Está escrito nas estrelas: na primeira crise institucional grave, o semipresidencialismo virá galopante, como alternativa a um novo processo de impeachment. A gravidade da crise determinará se o modelo será francês ou português. O presidente Luiz Inácio Lula da Silva poderia ser o protagonista de uma reforma política sem crise institucional, se optasse por este modelo, em vez de tentar reverter o atual “semipresidencialismo irresponsável”, não tem forças suficientes para fazê-lo.
Destacamento
O status quo da relação entre o Executivo e o Legislativo leva a outra situação que Lavareda aponta em seu artigo: “representação sem fiducia”. Traduzido, a maioria dos eleitores não se lembra em quem votou no parlamento. “Em setembro de 2023, menos de um ano após a eleição dos atuais deputados federais, quando questionados pelo Ipec se lembravam do nome da pessoa em quem votaram, apenas 29% disseram que sim”.
Este fenômeno não é novo. Quando debatido, acaba associado ao sistema de votação proporcional, que é comparado com a proposta de voto distrital ou misto, o que, em tese, resultaria em mais identificação e confiança entre os eleitores e seus representantes. Acontece que os deputados eleitos por esse sistema (os senadores são escolhidos por maioria de votos) nem querem ouvir falar dessa discussão, pois já conhecem o caminho das pedras e não pretendem correr o risco da reeleição como quem se precipita uma piscina sem saber se tem água dentro.
É um círculo vicioso: esta desconexão entre os eleitores e os seus representantes cria uma situação de volatilidade política, que resultou em grandes renovações nos parlamentos. Em vários momentos. A maior ocorreu em 2018, no tsunami eleitoral que também levou Jair Bolsonaro à Presidência. As emendas obrigatórias e o chamado “orçamento secreto” são a resposta ao imponderável nas eleições proporcionais, pois criam uma grande disparidade de armas entre quem tem mandato e quem não tem, justamente para perpetuar a elite política.
A outra face desta moeda é a compra de votos, abertos ou secretos, com fundos dois, que continua a existir, apesar do financiamento público de campanha. O número total de emendas parlamentares ao Orçamento chegará a R$ 52 bilhões em 2024. Os parlamentares podem fazer emendas a partir de comissões, indivíduos e bancadas estaduais. Cada parlamentar poderá apresentar até 25 emendas, num valor que pode chegar a R$ 62 milhões. Soma-se a isso financiamento de gabinetes, dezenas de assessores e recursos do fundo eleitoral. É um escudo contra a renovação política.
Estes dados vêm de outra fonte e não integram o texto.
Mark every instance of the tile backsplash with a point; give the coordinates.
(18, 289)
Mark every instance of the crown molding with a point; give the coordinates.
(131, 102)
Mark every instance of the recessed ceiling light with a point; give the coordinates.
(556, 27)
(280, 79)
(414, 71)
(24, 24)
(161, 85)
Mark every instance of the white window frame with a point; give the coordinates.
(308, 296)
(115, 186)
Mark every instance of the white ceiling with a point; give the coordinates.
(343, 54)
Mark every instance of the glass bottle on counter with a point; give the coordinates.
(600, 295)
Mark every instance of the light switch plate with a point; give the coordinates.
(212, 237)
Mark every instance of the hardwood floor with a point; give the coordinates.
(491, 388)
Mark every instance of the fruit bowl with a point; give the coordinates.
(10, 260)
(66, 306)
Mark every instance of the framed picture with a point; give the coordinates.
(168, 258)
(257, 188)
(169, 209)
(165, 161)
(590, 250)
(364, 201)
Esta situação, porém, fortalece as tendências antissistema, “contra tudo o que existe”. É o terreno fértil para o “transformismo” político em curso no país, no qual as forças de extrema-direita começam a capturar o centro político, a partir de baixo. Apesar do fortalecimento do poder pessoal, a elite política desvincula-se dos seus interesses originários e aprofunda a crise de identidade e representação dos partidos. A democracia está em risco.